Printed in the Knoxville News Sentinel
Saturday, March 8, 2014

A sad day occurred recently when a right guaranteed by the First Amendment and the unalienable right of liberty in the Declaration of Independence were greatly undermined. That day? The day Arizona’s governor vetoed Senate Bill 1062.

It was a simple bill. But what it would have done was quickly drowned under a deluge of misrepresentations and distortions.

In 1993 Congress passed, almost unanimously, the Religious Freedom Restoration Act. None other than liberal Sen. Ted Kennedy of Massachusetts sponsored it in the Senate, and President Bill Clinton signed it into law. Today, 18 states, including Tennessee, have their own RFRAs and at least 12 other states interpret their state constitutions similarly. These laws all say that government cannot substantially burden a person’s exercise of religion unless it can show a compelling justification.

For several years, Arizona has had its own RFRA, modeled upon the federal version. To resolve two ambiguities and bring its RFRA into conformity with federal law, Senate Bill 1062 would have done two things: (1) clarify that the law applies to businesses, and (2) provide its protections to people and businesses sued by private citizens invoking a state or local law enacted by government when the government is not a party.

That’s it. No provision allowing a business to get by with discrimination simply by asserting a “religious belief.” Not one word in the bill about homosexuals or same-sex marriage.

Importantly, under Arizona’s RFRA, the person or business being sued would still have to prove that (a) his action or refusal to act was motivated by a sincerely held religious belief, and (b) the law relied on by the party bringing the suit imposed a substantial burden upon his exercise of that belief. The winner would be decided by a judge or jury in court.

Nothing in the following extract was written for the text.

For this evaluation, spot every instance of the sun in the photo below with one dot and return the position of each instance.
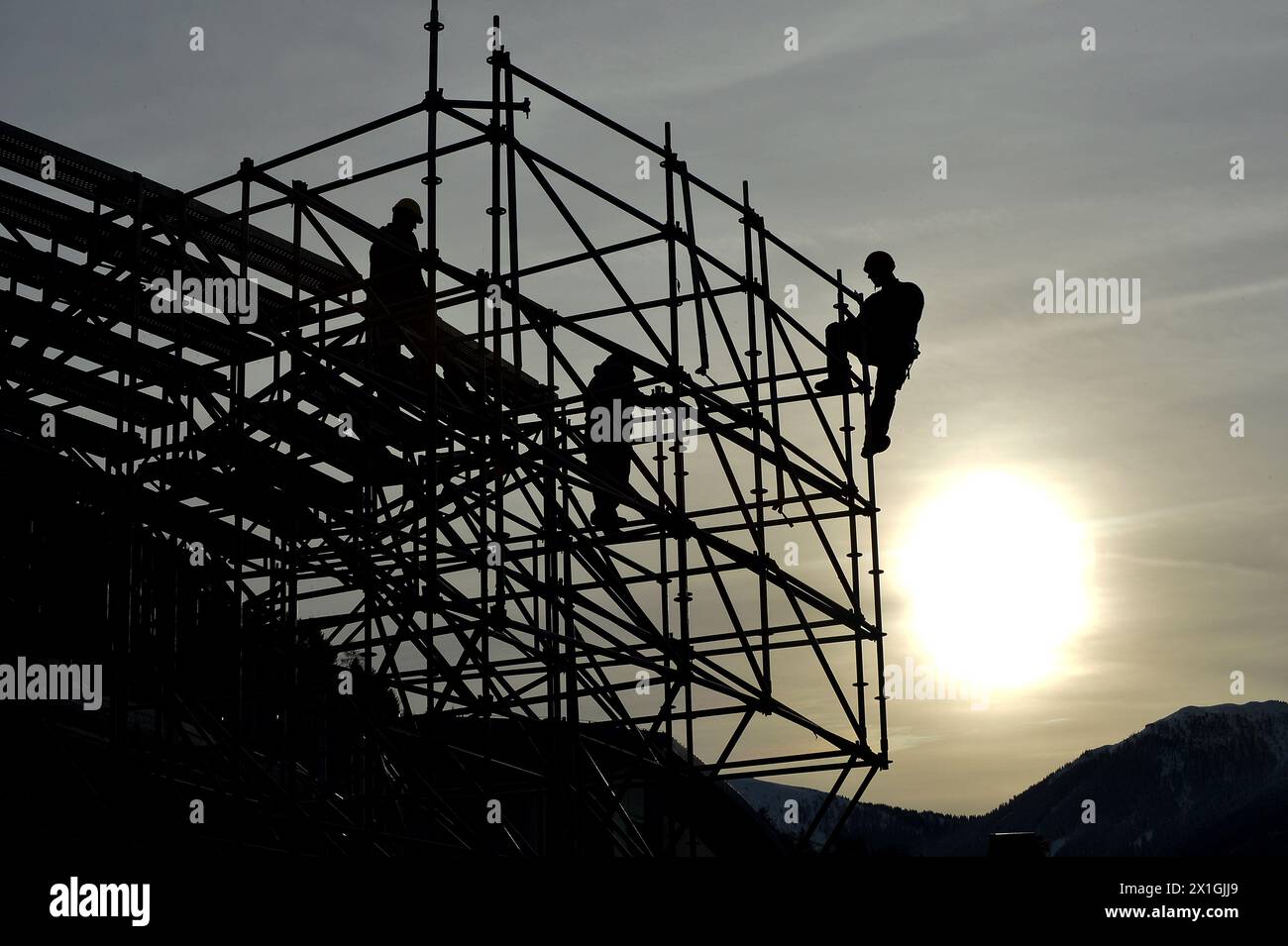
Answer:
(996, 576)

To the extent SB 1062’s provisions might apply to matters such as gay weddings, the issue was whether government should be able to force people of faith to enter into a business relationship regarding a private event that violates their sincerely held religious beliefs. The issue was not whether businesses owned by people of faith should provide services for gay weddings.

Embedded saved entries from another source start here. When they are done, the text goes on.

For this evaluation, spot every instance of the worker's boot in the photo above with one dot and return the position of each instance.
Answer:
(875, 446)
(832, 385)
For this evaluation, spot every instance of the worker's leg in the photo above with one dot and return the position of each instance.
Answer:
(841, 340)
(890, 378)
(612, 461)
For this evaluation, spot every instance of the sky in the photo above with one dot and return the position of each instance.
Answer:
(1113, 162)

Think about the significance of SB 1062’s defeat upon the First Amendment’s “free exercise” of religion and its broader implications on the “unalienable” right of liberty in the Declaration of Independence:

  • Should a Jewish-owned catering business be forced under law by an anti-Semitic group to cater an event denouncing Judaism?
  • Is it any more right for a Christian or Muslim-owned florist to be forced by government to provide flowers for a same-sex wedding ceremony that violates their religious beliefs than for a gay-owned printing business to be forced by government to print flyers for an organization advocating the criminalization of homosexuality?

In a letter supporting the bill from 11 law professors—some Republicans, some Democrats, some from liberal bastions like Harvard and the University of Virginia—noted “the bill has been egregiously misrepresented by many of its critics.” Indeed it was.

Although the Tennessee Senate is not proceeding this year with a bill prohibiting government from forcing businesses to participate in certain activities that would violate their religious beliefs, it is likely that similar legislation will arise again. When that happens, Tennesseans hopefully will see through the misrepresentations and distortions, and stand up for the free exercise of religion and the unalienable right of liberty.